118. Typicality. Fed. R. Civ. P. 23(a)(3). Plaintiffs’ claims are typical of the claims of
each putative class member. In addition, Plaintiffs are entitled to relief under the same causes of
action as the other members of the putative class. All are based on the same facts and legal theories.
119. Adequacy of Representation. Fed. R. Civ. P. 23(a)(4). Plaintiffs are adequate
representatives of the putative class because their interests coincide with, and are not antagonistic
to, the interests of the members of the class they seek to represent; they have retained counsel
competent and experienced in such litigation; and they have and intend to continue to prosecute
the action vigorously. Plaintiffs and their counsel will fairly and adequately protect the interests of
the members of the class. Neither Plaintiffs nor their counsel have any interests which might cause
them not to vigorously pursue this action.

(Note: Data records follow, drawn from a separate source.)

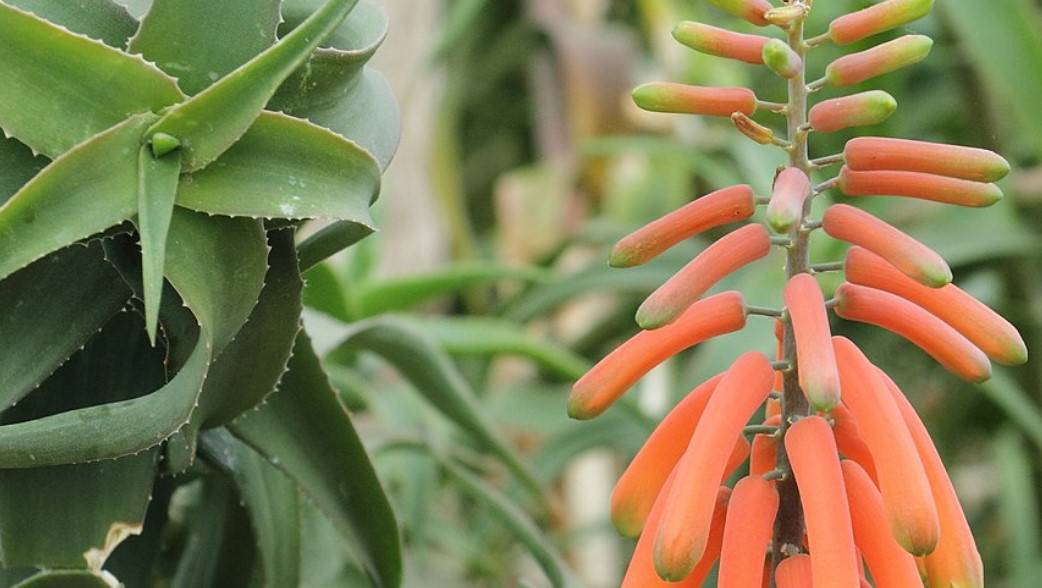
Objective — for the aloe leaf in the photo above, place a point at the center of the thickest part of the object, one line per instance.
(200, 41)
(286, 168)
(303, 430)
(271, 500)
(51, 309)
(101, 87)
(84, 191)
(211, 121)
(432, 374)
(156, 188)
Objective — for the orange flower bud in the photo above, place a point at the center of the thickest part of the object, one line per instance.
(914, 259)
(747, 533)
(816, 363)
(720, 42)
(876, 19)
(725, 255)
(931, 334)
(956, 561)
(812, 455)
(873, 153)
(722, 206)
(641, 572)
(620, 369)
(922, 186)
(860, 109)
(902, 481)
(892, 567)
(683, 534)
(792, 188)
(971, 318)
(679, 98)
(881, 59)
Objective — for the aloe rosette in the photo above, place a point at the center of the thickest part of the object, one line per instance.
(842, 472)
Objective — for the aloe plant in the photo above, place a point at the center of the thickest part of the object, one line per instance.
(154, 175)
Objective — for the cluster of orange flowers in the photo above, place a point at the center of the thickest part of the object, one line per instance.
(871, 485)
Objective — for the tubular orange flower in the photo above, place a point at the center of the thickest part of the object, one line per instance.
(617, 372)
(812, 455)
(684, 532)
(902, 481)
(683, 99)
(876, 19)
(881, 59)
(914, 259)
(720, 42)
(971, 318)
(641, 572)
(722, 206)
(915, 323)
(727, 254)
(747, 533)
(922, 186)
(792, 188)
(816, 363)
(871, 153)
(891, 566)
(859, 109)
(956, 561)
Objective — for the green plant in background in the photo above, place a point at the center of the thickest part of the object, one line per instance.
(153, 175)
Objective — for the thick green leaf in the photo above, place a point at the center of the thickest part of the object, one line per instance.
(99, 87)
(51, 309)
(83, 192)
(200, 41)
(209, 122)
(304, 431)
(287, 168)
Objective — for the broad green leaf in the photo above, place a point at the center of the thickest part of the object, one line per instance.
(286, 168)
(84, 191)
(102, 20)
(100, 87)
(200, 41)
(156, 188)
(303, 430)
(432, 373)
(51, 309)
(211, 121)
(271, 499)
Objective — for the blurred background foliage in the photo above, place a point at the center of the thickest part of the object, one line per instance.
(487, 292)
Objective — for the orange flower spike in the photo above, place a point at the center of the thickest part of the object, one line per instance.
(620, 369)
(914, 259)
(881, 59)
(902, 480)
(720, 42)
(876, 19)
(812, 455)
(892, 566)
(722, 206)
(956, 562)
(792, 188)
(641, 572)
(684, 99)
(915, 323)
(683, 535)
(646, 474)
(859, 109)
(747, 533)
(874, 153)
(922, 186)
(816, 363)
(974, 320)
(722, 258)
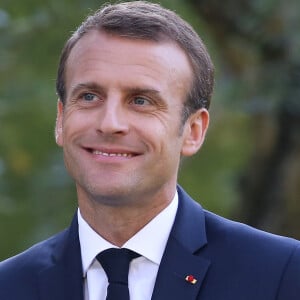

120. Injunctive Relief Appropriate for the Class. Fed. R. Civ. P. 23(b)(2). Class
certification is appropriate because Defendants acted on grounds generally applicable to the class,
making appropriate injunctive relief with respect to Plaintiffs and the class members. Plaintiff and
the putative class seek an injunction ordering Defendants to divest themselves of any interest in
the enterprise, including the receipt of any proceeds arising from the unlawful collection of debt;
and prohibiting Defendants from continuing to engage in the enterprise or selling the outstanding
balances on the loans to any third parties.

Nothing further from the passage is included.